Fresh oysters are brought to life with green apple and cider granita; scallops are lightly-seared to perfection and finished with a parsley puree and samphire; kingfish is carefully dressed with woodland sorrel, preserved orange and white soy. These aren’t the dishes of yesteryear with a ‘fresh take’ or a ‘modern interpretation’, as so many venues seem willing to espouse: these is original and creative modern Australian food, which does one job really, really well: it shows off what the region has to offer.
There’s also a brave use of unexpected ingredients in the main course dishes, but this is done with aplomb: a croquette of bone-marrow explodes a liquid centre over the plate to accompany a perfectly char-grilled Cape Grim scotch fillet, but the real star of the show is the lamb tongue, which is all at once tender and crispy, and adds flavour to the lamb back strap it’s served alongside – a seriously delicious addition.
To observe Michael Greenlaw, Executive Chef at Allegro, working with his counterparts from the other hotels within the group is an eye-opening experience, and one which gives context to his modern and relevant menu – an experience we share at De Bortoli the day after dining at the Collins St venue.
A horseshoe of market tents engulfs the entrance to the Yarra Valley winery’s dining room, each one tenanted by a different stallholder, eager to proudly show off their produce and curry favour with the talent, and each one just as knowledgeable as the next, be it turmeric tea, cherry cider or edible flowers.
It’s a great insight into how these chefs, at the top of their game and in charge of vast kitchens that cater to thousands, not only stay in touch with smaller, artisanal producers, but also how they find inspiration from what can be sourced locally, as opposed to simply following trends and outsourcing expensive ingredients from afar.

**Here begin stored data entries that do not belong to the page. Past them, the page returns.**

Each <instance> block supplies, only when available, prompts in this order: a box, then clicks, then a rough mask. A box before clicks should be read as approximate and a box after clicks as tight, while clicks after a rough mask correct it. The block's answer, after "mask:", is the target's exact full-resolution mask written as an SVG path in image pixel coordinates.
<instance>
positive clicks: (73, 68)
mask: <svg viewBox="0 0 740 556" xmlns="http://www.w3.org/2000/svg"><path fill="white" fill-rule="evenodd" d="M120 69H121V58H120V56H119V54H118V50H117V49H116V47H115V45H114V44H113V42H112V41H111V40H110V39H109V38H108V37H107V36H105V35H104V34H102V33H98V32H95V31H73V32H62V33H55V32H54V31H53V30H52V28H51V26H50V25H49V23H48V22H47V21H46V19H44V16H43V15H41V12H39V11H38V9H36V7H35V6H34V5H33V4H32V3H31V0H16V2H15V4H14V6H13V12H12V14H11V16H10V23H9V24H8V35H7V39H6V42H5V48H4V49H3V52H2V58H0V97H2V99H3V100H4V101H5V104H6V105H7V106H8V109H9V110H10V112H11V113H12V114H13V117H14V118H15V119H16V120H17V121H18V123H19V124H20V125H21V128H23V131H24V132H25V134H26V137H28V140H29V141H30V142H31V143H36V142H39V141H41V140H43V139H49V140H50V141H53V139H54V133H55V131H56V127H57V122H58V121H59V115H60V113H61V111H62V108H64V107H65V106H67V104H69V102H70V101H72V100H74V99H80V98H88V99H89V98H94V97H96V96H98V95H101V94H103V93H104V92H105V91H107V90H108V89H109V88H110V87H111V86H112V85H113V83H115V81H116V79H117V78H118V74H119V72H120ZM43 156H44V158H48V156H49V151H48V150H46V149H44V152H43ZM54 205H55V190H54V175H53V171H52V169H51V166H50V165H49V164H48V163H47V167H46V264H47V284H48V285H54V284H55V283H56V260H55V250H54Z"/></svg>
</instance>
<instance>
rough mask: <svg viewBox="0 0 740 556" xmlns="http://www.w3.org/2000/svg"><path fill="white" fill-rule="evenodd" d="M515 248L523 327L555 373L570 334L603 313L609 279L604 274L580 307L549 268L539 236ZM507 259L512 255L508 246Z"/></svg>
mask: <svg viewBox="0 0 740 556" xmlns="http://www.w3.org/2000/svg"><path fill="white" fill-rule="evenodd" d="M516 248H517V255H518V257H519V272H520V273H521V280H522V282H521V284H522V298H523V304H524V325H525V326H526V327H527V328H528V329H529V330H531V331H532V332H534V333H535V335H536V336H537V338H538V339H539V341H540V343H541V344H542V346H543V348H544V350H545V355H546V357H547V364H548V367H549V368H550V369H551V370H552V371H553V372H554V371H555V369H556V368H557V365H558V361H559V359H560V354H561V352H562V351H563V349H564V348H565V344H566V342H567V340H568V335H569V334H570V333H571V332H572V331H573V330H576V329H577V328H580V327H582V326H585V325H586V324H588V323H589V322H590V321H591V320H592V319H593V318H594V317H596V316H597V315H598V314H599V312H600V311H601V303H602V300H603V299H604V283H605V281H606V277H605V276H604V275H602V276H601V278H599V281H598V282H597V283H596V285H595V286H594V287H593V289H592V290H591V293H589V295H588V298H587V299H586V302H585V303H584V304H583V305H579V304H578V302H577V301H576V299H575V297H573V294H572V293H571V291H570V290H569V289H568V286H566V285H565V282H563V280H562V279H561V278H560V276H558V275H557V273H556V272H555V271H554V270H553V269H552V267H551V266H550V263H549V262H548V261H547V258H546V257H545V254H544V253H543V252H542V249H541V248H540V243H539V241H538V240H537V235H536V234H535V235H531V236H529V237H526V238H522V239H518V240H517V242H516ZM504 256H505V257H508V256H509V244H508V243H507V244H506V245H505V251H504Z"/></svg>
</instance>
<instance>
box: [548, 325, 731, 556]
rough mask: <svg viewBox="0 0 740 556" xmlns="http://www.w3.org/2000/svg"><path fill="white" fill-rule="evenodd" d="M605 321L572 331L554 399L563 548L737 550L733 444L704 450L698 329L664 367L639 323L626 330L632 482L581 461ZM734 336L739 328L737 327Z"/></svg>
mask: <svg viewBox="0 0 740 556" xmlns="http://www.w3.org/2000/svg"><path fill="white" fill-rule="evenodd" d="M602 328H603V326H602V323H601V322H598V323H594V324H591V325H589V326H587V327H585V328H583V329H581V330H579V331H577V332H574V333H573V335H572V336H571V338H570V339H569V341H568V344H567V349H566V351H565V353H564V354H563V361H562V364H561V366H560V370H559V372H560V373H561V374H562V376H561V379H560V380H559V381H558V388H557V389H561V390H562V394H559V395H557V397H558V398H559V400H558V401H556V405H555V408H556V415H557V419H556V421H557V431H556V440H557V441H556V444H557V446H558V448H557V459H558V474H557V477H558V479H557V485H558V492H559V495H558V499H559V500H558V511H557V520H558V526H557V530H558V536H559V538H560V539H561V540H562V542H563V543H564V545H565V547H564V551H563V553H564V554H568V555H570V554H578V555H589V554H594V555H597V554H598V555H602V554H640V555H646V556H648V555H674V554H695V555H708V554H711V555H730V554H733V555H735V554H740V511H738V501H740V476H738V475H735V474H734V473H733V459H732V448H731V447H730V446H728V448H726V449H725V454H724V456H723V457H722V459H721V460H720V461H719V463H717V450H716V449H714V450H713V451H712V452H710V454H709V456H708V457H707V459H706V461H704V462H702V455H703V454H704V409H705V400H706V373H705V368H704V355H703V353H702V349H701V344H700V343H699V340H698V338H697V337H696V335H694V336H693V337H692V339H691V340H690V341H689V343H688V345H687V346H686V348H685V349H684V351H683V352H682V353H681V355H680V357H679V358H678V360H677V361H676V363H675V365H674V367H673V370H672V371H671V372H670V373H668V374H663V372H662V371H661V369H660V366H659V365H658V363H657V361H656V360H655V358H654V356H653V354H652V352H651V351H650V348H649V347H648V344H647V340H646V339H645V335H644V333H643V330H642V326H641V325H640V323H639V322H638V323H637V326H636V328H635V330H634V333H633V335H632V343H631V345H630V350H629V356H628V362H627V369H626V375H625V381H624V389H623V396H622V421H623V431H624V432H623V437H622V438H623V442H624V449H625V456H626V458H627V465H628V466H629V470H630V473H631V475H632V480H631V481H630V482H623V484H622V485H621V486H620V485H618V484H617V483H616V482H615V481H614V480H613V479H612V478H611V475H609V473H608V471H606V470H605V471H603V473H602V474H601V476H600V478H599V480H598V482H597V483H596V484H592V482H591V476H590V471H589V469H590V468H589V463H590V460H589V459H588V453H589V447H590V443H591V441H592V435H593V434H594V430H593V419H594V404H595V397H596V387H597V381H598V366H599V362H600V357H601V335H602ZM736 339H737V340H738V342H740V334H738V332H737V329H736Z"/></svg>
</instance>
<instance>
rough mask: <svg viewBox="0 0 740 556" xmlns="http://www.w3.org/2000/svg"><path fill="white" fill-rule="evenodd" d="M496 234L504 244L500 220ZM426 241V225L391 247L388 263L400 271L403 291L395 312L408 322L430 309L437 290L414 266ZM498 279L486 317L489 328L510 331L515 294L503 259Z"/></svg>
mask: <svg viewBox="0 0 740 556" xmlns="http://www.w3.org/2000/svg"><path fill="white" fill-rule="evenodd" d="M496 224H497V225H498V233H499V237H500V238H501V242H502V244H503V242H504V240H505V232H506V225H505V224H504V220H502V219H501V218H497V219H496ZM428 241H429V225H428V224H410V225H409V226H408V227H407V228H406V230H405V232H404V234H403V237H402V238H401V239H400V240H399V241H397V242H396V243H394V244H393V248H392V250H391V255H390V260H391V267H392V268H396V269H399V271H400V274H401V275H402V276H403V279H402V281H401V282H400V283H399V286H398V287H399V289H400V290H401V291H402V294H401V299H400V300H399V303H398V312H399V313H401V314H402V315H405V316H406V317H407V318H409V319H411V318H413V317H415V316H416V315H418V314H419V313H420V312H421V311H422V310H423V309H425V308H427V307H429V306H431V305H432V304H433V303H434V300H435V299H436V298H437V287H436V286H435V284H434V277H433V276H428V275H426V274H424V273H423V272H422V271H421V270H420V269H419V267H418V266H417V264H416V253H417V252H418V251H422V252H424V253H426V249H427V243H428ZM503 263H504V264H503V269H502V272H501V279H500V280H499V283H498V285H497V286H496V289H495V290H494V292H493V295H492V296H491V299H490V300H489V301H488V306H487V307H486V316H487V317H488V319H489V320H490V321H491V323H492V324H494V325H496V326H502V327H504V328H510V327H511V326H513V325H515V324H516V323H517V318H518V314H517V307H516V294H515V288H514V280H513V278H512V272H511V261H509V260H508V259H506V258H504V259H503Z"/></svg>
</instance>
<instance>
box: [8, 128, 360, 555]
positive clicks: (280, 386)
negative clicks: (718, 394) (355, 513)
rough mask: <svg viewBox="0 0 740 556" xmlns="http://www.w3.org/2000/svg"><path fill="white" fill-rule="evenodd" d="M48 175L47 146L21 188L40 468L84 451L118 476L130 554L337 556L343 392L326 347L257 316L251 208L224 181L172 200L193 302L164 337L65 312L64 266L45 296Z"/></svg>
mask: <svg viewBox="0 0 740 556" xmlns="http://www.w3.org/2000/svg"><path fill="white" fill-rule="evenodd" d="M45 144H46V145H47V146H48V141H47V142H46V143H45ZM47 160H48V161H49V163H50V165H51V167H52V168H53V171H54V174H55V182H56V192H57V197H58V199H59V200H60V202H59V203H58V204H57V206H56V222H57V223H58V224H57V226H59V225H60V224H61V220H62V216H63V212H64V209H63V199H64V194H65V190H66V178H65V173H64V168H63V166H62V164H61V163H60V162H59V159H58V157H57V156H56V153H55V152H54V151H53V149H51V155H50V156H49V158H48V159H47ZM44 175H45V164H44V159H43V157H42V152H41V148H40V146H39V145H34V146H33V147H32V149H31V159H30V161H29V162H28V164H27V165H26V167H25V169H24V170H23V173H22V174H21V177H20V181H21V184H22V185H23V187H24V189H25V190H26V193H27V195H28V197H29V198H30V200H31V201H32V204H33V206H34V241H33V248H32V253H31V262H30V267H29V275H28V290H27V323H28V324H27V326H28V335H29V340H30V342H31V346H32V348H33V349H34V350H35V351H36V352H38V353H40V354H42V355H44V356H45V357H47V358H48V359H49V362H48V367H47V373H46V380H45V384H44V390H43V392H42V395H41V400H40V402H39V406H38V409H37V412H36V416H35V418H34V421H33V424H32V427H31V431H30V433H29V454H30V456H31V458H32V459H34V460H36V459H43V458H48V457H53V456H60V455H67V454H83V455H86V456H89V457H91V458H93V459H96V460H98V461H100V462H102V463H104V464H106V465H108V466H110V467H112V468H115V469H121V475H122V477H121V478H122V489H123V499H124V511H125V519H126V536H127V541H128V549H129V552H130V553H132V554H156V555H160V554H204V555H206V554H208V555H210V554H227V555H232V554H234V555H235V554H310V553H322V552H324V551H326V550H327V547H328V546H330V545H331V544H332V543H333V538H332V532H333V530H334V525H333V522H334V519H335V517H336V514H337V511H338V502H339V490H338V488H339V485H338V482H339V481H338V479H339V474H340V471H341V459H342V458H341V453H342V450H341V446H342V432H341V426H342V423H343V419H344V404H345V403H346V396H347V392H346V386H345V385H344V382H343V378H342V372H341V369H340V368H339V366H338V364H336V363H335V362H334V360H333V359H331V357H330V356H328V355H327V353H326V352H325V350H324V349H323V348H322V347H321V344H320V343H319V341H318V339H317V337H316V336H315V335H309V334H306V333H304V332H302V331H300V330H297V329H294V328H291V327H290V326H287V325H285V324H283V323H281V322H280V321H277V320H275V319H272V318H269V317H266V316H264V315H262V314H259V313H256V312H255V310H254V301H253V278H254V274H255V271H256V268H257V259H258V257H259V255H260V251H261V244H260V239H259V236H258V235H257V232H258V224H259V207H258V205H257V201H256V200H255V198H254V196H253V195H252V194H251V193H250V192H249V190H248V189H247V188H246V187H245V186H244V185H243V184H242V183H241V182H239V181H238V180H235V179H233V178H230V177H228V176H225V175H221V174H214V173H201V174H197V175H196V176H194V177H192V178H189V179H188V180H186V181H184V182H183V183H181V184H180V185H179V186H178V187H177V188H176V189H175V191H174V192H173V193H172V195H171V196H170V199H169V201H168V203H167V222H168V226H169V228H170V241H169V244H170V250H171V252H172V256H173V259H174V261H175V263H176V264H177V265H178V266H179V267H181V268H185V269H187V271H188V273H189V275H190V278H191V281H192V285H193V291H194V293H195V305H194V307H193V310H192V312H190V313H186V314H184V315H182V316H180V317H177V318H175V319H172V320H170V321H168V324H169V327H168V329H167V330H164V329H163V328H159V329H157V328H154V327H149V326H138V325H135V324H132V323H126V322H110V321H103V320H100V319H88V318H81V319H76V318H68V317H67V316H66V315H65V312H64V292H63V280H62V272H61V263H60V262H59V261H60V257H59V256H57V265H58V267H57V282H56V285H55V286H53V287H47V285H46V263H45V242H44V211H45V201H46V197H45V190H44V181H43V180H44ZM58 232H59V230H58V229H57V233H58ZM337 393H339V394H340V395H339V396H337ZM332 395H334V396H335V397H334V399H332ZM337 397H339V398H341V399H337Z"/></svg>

Fresh pacific oysters from Warnambool are stuffed into Gippsland beef to make carpetbag steak, a cheeky take on a childhood classic for one of the guests; another visitor converses directly with the Executive Chef of upcoming hotel W Brisbane, about his childhood jaunts to Northern Rhone in France during summer.
On the back of this exchange, a small team of chefs create a preserved apricot and mustard-oil basted roast chicken, stuffed with figs; drawing inspiration from a story about rows of apricot trees and free range chickens at his parents’ holiday chateaux.
The results of all of these dishes created off the cuff throughout the day are indicative of a culture that’s being nurtured and honed by Marriott. Where other chefs show off for hats, these guys aren’t stroking egos, rather, removing boundaries and letting creativity take pride of place over stuffy tradition.
The age-old perception of the stale hotel lobby restaurant has successfully been shelved; Marriott International have used their size and resources to help usher in a new standard for dining that is better for the producers, better for the chefs, better for their hotels and, most importantly: better for the guest.